The Wall Street Journal reported that the Illinois attorney general’s office says it has found enough evidence of wrongdoing that it plans to file a civil suit against the mortgage lender and its chief executive, Angelo Mozilo. Illinois alleges that the company engaged in “unfair and deceptive practices” in the sale of mortgage loans, loosened its underwriting standards, structured loans with “risky features” and engaged in “marketing and sales techniques” that motivated employees and mortgage brokers to push loans whether or not homeowners had the ability to repay them. Countrywide’s actions (like most other lenders) were driven by its desire to boost market share and to satisfy Wall Street’s appetite for mortgage securities.

Supposedly taken from an actual court transcript:
ATTORNEY: Doctor, before you performed the autopsy, did you check for a pulse?
ATTORNEY: Did you check for blood pressure?
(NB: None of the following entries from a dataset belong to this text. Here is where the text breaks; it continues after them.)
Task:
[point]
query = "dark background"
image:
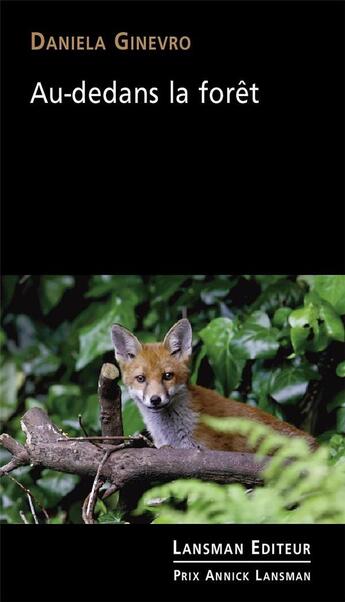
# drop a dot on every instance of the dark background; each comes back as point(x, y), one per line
point(91, 189)
point(145, 189)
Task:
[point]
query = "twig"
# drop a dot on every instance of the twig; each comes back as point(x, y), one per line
point(109, 395)
point(31, 498)
point(112, 489)
point(80, 420)
point(32, 508)
point(88, 515)
point(108, 438)
point(18, 451)
point(23, 517)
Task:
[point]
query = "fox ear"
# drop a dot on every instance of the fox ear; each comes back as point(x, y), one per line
point(126, 345)
point(178, 340)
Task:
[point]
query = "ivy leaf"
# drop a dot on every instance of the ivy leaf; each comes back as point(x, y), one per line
point(337, 402)
point(281, 317)
point(95, 338)
point(52, 289)
point(329, 288)
point(283, 293)
point(10, 381)
point(228, 368)
point(268, 279)
point(256, 338)
point(163, 287)
point(341, 420)
point(340, 371)
point(103, 285)
point(314, 325)
point(288, 385)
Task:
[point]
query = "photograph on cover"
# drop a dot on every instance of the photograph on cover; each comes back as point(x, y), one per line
point(172, 399)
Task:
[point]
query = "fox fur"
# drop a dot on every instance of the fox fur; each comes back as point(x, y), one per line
point(156, 376)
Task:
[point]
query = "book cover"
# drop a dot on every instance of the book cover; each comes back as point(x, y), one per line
point(173, 301)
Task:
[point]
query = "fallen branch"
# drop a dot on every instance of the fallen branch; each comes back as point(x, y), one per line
point(46, 448)
point(31, 499)
point(109, 394)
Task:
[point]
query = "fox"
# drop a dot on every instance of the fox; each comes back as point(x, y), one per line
point(156, 376)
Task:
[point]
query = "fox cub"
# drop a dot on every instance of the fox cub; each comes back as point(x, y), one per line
point(156, 376)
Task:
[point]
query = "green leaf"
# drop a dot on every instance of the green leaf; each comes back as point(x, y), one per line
point(56, 485)
point(340, 371)
point(256, 338)
point(337, 402)
point(217, 337)
point(95, 338)
point(39, 360)
point(10, 381)
point(103, 285)
point(333, 324)
point(163, 287)
point(314, 325)
point(267, 280)
point(52, 289)
point(132, 420)
point(62, 398)
point(288, 385)
point(329, 288)
point(280, 294)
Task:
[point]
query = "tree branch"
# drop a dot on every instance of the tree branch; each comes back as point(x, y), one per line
point(109, 394)
point(47, 448)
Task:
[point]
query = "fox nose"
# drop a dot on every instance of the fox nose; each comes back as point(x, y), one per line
point(155, 400)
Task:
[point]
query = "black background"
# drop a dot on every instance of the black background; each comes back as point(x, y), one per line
point(104, 189)
point(111, 189)
point(133, 563)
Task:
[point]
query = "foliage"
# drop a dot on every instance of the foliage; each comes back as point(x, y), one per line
point(299, 486)
point(265, 340)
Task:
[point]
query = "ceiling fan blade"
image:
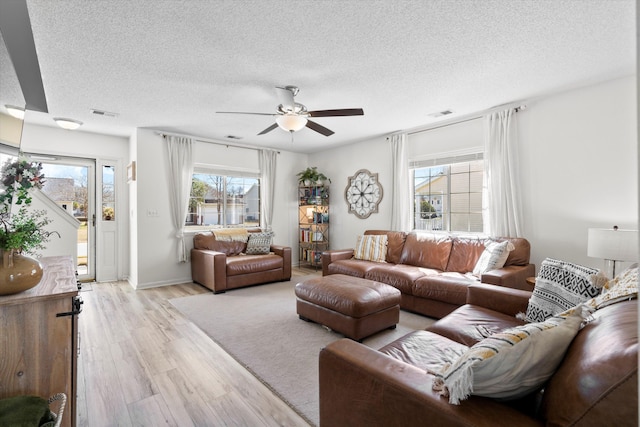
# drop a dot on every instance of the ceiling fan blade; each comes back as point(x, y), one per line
point(285, 96)
point(335, 113)
point(241, 112)
point(319, 128)
point(269, 129)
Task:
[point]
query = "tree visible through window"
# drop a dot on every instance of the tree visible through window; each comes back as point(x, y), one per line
point(223, 200)
point(448, 197)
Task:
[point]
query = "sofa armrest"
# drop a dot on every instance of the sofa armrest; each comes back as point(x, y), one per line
point(512, 276)
point(498, 298)
point(285, 253)
point(334, 255)
point(360, 386)
point(209, 268)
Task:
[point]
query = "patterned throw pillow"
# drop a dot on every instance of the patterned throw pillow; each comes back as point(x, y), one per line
point(259, 243)
point(512, 363)
point(494, 256)
point(371, 248)
point(560, 285)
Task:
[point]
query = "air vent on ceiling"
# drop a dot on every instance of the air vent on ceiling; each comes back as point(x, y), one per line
point(103, 113)
point(441, 113)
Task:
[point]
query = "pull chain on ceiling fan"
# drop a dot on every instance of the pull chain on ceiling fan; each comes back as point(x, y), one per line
point(292, 116)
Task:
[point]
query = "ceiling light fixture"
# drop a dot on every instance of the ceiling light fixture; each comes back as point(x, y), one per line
point(17, 112)
point(68, 124)
point(291, 122)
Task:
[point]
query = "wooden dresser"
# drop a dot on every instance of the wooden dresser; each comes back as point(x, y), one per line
point(39, 337)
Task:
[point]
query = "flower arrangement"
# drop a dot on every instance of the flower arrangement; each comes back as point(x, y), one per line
point(21, 230)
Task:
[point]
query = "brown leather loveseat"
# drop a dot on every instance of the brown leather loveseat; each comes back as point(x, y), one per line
point(596, 383)
point(430, 269)
point(223, 265)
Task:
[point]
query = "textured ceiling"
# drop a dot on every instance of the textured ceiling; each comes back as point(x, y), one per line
point(170, 65)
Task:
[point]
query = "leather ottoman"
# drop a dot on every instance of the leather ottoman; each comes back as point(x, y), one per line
point(350, 305)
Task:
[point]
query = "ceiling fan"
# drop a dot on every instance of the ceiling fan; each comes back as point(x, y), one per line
point(293, 116)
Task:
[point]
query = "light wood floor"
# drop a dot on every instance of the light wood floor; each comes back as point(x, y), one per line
point(141, 363)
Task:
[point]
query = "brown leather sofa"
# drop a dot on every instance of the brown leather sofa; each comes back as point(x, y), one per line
point(595, 385)
point(221, 266)
point(429, 269)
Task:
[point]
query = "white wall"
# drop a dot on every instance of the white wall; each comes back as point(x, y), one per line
point(579, 160)
point(155, 244)
point(578, 163)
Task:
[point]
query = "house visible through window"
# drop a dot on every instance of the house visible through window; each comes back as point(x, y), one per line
point(224, 200)
point(448, 195)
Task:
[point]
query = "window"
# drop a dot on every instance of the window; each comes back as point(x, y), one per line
point(448, 195)
point(222, 200)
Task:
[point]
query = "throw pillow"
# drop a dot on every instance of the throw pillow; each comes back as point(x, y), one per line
point(559, 286)
point(371, 248)
point(259, 243)
point(494, 256)
point(231, 234)
point(623, 287)
point(512, 363)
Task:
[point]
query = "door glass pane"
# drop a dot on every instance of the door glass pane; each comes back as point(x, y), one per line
point(67, 185)
point(108, 194)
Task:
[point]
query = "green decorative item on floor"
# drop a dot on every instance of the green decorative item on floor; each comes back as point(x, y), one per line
point(21, 230)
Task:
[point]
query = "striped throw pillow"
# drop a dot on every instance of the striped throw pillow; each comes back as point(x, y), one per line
point(371, 248)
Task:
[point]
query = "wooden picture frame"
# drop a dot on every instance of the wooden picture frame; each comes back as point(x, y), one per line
point(131, 171)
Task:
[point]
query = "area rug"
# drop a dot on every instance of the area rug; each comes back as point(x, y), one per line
point(258, 326)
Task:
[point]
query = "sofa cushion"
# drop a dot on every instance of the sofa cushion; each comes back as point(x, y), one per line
point(446, 287)
point(246, 264)
point(399, 276)
point(623, 287)
point(395, 243)
point(371, 248)
point(424, 350)
point(559, 286)
point(494, 256)
point(469, 324)
point(429, 250)
point(465, 254)
point(598, 379)
point(511, 363)
point(259, 243)
point(209, 242)
point(351, 267)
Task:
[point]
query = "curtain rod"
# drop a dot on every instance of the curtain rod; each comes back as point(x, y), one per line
point(211, 141)
point(517, 109)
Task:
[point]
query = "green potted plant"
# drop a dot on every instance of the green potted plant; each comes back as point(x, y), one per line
point(311, 176)
point(21, 230)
ATTORNEY: Did you check for breathing?
ATTORNEY: So, then it is possible that the patient was alive when you began the autopsy?
ATTORNEY: How can you be so sure, Doctor?
WITNESS: Because his brain was sitting on my desk in a jar.
ATTORNEY: I see, but could the patient have still been alive, nevertheless?
WITNESS: Yes, it is possible that he could have been alive and practicing law.